Memory Management (LRU or GTFO)
Memcached uses slab allocation which sounds fancy but isn't. It pre-allocates memory chunks of different sizes (64 bytes, 128 bytes, 256 bytes, etc.). When you store data, it goes in the smallest chunk that fits. This prevents memory fragmentation that would otherwise fuck you over after running for weeks.
When memory fills up, LRU eviction kicks in. Least recently used data gets booted. No configuration needed - it just works. Want to see what's getting evicted? Check stats evictions
and cry if it's high.
Performance Reality Check
The benchmarks claim 200K ops/sec, and they're not lying - on perfect hardware with perfect network conditions. In the real world:
- Your cloud VM with shared networking: 50K ops/sec if you're lucky
- Decent dedicated hardware with 1Gb network: 100K-150K ops/sec
- High-end server with 10Gb network: Yeah, you might hit 200K+ ops/sec
Sub-millisecond latency is real though. I've measured 0.1-0.5ms response times consistently on production systems. Compare that to database queries that take 5-50ms and you understand why caching works.

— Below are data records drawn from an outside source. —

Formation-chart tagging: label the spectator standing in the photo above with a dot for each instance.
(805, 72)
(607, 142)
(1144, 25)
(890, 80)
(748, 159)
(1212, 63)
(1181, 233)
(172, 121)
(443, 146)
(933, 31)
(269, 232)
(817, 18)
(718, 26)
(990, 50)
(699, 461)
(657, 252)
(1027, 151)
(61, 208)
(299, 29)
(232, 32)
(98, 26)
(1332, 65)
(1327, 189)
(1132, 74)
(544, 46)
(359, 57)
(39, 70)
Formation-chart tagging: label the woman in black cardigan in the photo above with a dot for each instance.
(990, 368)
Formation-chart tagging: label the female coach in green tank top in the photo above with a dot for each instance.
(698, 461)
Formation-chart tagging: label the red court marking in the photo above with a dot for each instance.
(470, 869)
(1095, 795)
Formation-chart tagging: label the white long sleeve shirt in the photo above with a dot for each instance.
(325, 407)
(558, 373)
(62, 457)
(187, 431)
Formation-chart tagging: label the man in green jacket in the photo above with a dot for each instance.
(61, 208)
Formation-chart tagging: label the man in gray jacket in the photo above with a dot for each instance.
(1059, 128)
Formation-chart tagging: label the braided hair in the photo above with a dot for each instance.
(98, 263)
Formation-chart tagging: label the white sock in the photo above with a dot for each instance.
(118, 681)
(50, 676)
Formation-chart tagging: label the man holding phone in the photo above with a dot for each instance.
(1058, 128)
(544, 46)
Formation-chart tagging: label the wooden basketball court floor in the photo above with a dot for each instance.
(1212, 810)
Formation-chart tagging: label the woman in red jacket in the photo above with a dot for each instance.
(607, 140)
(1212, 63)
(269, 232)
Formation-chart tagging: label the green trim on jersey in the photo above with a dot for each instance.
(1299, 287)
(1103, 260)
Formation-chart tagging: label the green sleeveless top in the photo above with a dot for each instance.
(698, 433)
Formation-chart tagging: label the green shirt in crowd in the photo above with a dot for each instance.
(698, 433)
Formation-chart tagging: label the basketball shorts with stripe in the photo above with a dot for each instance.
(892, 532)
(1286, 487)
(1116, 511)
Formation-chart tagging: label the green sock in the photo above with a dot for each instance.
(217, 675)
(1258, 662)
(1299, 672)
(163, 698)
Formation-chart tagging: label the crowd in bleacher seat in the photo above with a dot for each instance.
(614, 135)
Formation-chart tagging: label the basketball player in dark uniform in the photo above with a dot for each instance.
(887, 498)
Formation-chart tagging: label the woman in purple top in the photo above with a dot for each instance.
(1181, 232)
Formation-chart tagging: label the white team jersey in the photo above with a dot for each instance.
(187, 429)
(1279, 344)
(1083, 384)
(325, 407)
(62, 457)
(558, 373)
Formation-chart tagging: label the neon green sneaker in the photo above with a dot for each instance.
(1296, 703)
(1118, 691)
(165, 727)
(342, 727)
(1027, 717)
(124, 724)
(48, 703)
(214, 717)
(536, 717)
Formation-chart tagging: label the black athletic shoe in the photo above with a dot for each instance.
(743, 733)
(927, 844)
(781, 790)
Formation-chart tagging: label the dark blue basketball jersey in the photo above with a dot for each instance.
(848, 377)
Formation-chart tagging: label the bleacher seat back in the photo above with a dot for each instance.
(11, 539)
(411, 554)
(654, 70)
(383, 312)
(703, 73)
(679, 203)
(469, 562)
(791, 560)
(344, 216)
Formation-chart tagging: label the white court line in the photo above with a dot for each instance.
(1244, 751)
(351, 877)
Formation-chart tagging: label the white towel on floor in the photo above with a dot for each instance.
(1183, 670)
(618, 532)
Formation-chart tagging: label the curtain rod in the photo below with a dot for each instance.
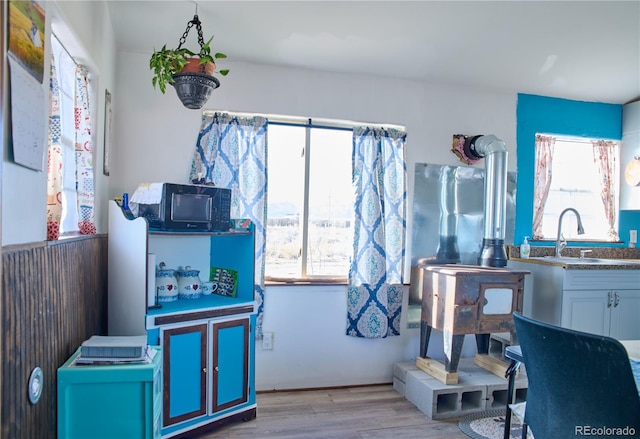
(278, 119)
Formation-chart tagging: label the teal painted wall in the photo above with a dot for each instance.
(540, 114)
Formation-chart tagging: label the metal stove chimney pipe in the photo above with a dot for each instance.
(493, 253)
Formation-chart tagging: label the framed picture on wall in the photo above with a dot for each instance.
(108, 118)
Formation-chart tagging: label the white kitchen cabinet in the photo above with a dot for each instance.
(598, 301)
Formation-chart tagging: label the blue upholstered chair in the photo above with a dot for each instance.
(578, 383)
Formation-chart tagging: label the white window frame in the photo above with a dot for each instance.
(308, 124)
(569, 222)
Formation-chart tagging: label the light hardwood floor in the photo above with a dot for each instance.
(371, 412)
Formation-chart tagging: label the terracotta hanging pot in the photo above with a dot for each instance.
(194, 89)
(193, 66)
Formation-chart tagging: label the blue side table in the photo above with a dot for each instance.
(110, 401)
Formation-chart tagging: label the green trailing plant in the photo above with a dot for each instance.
(167, 62)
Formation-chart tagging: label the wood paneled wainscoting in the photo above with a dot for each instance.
(54, 296)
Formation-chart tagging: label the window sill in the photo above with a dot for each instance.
(304, 282)
(552, 242)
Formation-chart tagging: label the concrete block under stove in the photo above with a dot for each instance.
(468, 299)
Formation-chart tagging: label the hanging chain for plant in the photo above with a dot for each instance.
(197, 23)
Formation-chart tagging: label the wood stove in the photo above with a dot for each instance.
(466, 299)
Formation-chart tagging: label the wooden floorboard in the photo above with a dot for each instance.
(370, 412)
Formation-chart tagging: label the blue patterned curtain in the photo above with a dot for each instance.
(231, 152)
(374, 299)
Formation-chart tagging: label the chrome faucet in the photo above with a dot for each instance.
(560, 241)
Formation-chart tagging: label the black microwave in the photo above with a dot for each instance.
(194, 207)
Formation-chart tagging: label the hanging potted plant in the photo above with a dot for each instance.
(190, 73)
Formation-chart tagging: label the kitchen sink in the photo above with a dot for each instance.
(586, 261)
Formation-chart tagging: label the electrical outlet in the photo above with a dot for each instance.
(267, 341)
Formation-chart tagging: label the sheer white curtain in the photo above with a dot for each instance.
(544, 159)
(374, 298)
(604, 156)
(231, 152)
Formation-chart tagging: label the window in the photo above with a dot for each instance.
(310, 201)
(576, 183)
(65, 69)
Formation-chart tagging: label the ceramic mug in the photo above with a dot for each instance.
(208, 287)
(166, 283)
(188, 283)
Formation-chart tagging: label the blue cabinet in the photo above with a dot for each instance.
(113, 401)
(208, 346)
(185, 373)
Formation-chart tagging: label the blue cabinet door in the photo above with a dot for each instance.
(230, 363)
(184, 373)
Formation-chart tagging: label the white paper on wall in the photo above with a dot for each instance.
(28, 117)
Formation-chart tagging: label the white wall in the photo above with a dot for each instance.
(154, 141)
(24, 191)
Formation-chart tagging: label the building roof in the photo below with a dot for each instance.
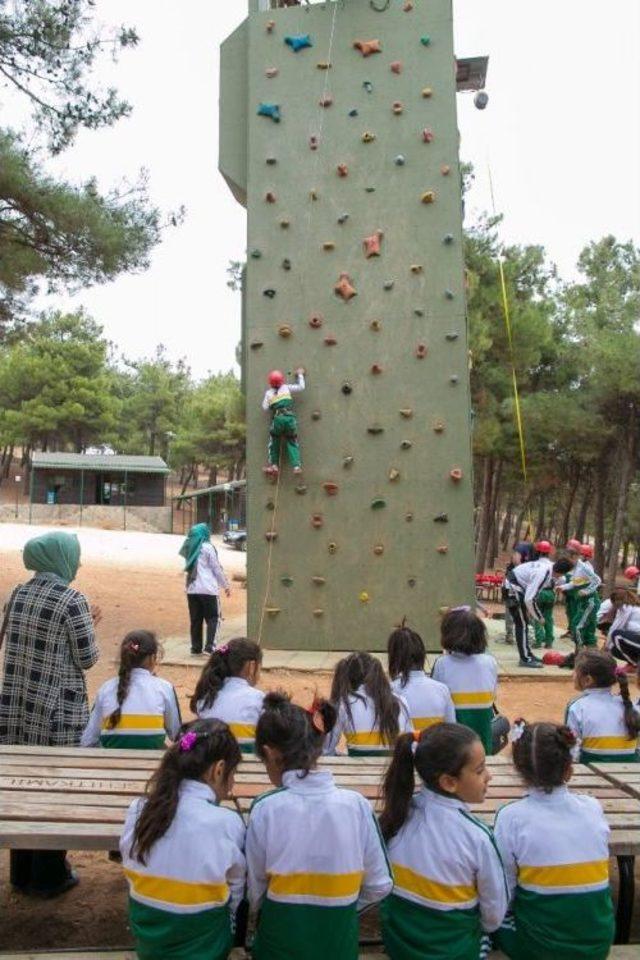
(98, 461)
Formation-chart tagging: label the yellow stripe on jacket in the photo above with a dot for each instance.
(179, 892)
(454, 895)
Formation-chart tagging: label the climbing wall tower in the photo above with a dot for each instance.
(339, 135)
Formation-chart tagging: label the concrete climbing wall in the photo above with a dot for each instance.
(347, 154)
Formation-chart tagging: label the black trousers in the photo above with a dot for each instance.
(203, 608)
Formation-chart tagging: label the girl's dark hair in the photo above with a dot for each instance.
(297, 734)
(228, 661)
(602, 667)
(542, 754)
(407, 652)
(134, 650)
(363, 670)
(462, 631)
(442, 749)
(213, 742)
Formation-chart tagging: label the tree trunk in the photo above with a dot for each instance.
(484, 519)
(627, 463)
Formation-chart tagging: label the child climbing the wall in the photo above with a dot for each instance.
(606, 724)
(136, 709)
(555, 849)
(469, 672)
(428, 700)
(314, 853)
(278, 400)
(183, 853)
(370, 714)
(449, 885)
(227, 691)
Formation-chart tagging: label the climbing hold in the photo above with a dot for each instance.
(367, 47)
(299, 42)
(344, 287)
(371, 245)
(271, 110)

The multi-threaded model means you can use multiple CPU cores, unlike Redis which is single-threaded for data operations. More cores = more throughput, up to network limits.
The Protocol (So Simple You Can Debug It With Telnet)
The text protocol is human-readable, which is amazing for debugging. When something's broken at 3am, you can literally telnet to port 11211 and see what's happening:
## Debug like a human
echo \"stats\" | nc localhost 11211
## See your hit rate, memory usage, connections, everything
Client libraries exist for every language that matters: Python, PHP, Java, Node.js, Ruby, Go, .NET, Rust. They all work the same way because the protocol is simple.